Nachhaltigkeit im Supermarkt - So einfach ist es

Supermärkte sind wichtige Anlaufstellen für den Einkauf lebensnotwendiger Waren. Durch viele verschiedene Supermarktketten entsteht eine große Konkurrenz unter den einzelnen Geschäften. Wer seine Kunden dauerhaft glücklich machen möchte, sollte sein Angebot stets anpassen und dabei auch berücksichtigen, was den Kunden neben guter Ware am Herzen liegt. Hier steht die Nachhaltigkeit beim Einkauf ganz oben auf der Liste.

Nachhaltigkeit im Supermarkt umsetzen

Betreiber und Mitarbeiter können sehr viel unternehmen, um das nachhaltige Einkaufen zu ermöglichen. Erste Schritte sind bereits dadurch unternommen, dass Plastiktüten durch Papier- oder Stofftaschen ersetzt werden. Diese schonen die Umwelt dauerhaft und werden von vielen Kunden bevorzugt. Ebenso sind Kunden, die spontan einkaufen gehen, dankbar, wenn sie geleerte Schachteln oder Kisten für den Transport ihrer Einkäufe mitnehmen dürfen. Ein kleiner Bereich, an welchem die Kunden ihre Waren aus dem Einkaufswagen in diese Kisten umlagern können, ist empfehlenswert.

Neben diesen einfachen und längst bekannten Methoden können Supermärkte noch viel mehr tun, um nachhaltiger zu werden. Während Obst und Gemüse meist in individuellen Mengen eingekauft wird, stehen Lebensmittel wie Mehl, Haferflocken oder Nudeln nur in bereits abgepackter Form zur Verfügung. Ein Supermarkt, der einige dieser Waren unverpackt anbietet, lockt neue Kunden in den Laden.
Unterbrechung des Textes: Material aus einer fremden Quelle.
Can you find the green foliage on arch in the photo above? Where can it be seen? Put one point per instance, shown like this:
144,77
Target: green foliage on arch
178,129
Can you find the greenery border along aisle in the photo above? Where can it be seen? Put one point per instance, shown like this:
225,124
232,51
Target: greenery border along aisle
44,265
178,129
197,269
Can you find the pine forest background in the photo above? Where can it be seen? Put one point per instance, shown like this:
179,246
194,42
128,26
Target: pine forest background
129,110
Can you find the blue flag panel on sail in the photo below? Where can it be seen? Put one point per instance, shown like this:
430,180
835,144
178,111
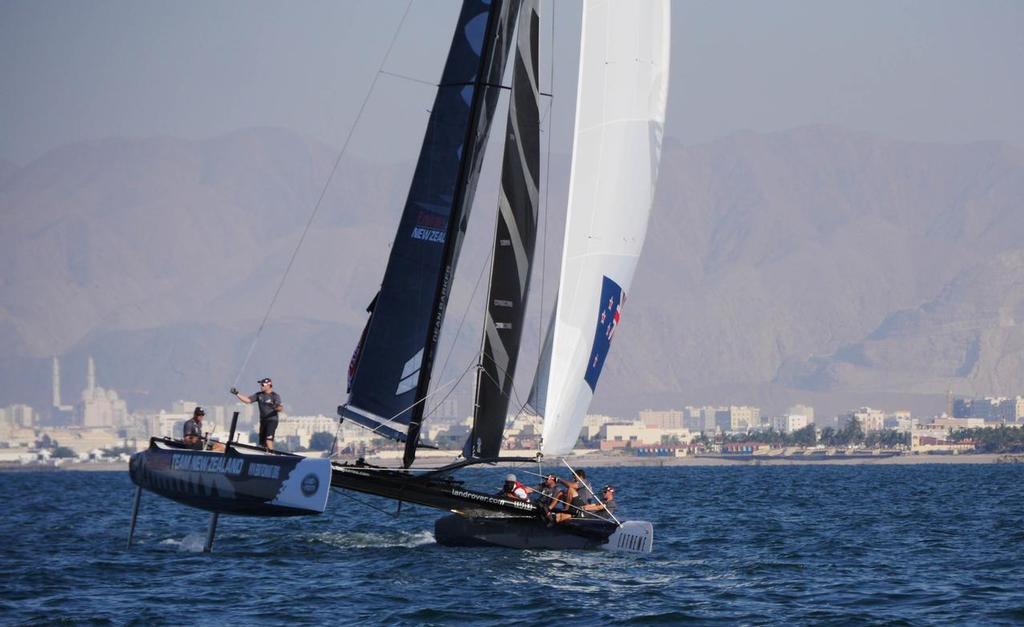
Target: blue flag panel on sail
608,311
391,372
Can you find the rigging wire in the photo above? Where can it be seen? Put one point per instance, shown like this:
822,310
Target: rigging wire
323,194
547,186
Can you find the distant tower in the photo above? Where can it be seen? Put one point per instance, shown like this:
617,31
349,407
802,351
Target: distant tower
56,381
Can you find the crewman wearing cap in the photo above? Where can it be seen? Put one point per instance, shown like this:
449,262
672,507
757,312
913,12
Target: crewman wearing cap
513,489
193,434
269,407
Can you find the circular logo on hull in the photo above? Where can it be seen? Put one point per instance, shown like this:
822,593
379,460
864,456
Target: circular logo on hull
310,484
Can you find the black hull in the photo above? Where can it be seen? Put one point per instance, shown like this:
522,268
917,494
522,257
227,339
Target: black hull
242,482
428,489
530,533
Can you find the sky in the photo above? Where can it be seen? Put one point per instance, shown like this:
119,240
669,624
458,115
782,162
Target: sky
933,71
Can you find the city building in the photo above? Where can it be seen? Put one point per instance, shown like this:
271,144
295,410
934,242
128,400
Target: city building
737,418
664,419
802,410
790,422
99,408
991,409
870,420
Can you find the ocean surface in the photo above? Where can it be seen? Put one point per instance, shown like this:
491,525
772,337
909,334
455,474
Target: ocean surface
915,545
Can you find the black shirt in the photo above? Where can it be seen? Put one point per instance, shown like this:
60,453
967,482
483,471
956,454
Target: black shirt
267,405
194,427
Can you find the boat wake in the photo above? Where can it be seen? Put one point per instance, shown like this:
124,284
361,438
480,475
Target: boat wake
193,543
375,539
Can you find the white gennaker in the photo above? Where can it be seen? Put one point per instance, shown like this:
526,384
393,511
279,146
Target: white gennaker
621,102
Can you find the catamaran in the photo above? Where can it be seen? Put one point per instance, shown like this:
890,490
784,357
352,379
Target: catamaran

Sie bringen ihre eigenen Gefäße mit und füllen so viel Reis oder Nüsse ein, wie sie benötigen. Verpackungsmüll entsteht dabei nur in geringem Umfang.

Was Supermärkte sonst noch tun können

• Kundenbefragungen durchführen
• Auf umweltfreundliche Verpackungen der Hersteller achten
• Frisch zubereitete Speisen anbieten und in mitgebrachte Behälter füllen
• Auf anerkannte Siegel zur Kennzeichnung setzen

Nachhaltigkeit als Kunde durchsetzen

Kunden können ebenfalls viel dafür tun, um nachhaltig einzukaufen. Bewusstes Einkaufen verhindert von vornherein, dass zu viele Lebensmittel eingekauft werden, die nicht rechtzeitig aufgebraucht werden können. Mit einem Essensplan und einem Einkaufszettel lässt sich bereits viel Nachhaltigkeit ausleben. Das Mitbringen eigener Transporttaschen oder -körbe sowie Fahrgemeinschaften zum Supermarkt lassen sich ebenfalls leicht realisieren.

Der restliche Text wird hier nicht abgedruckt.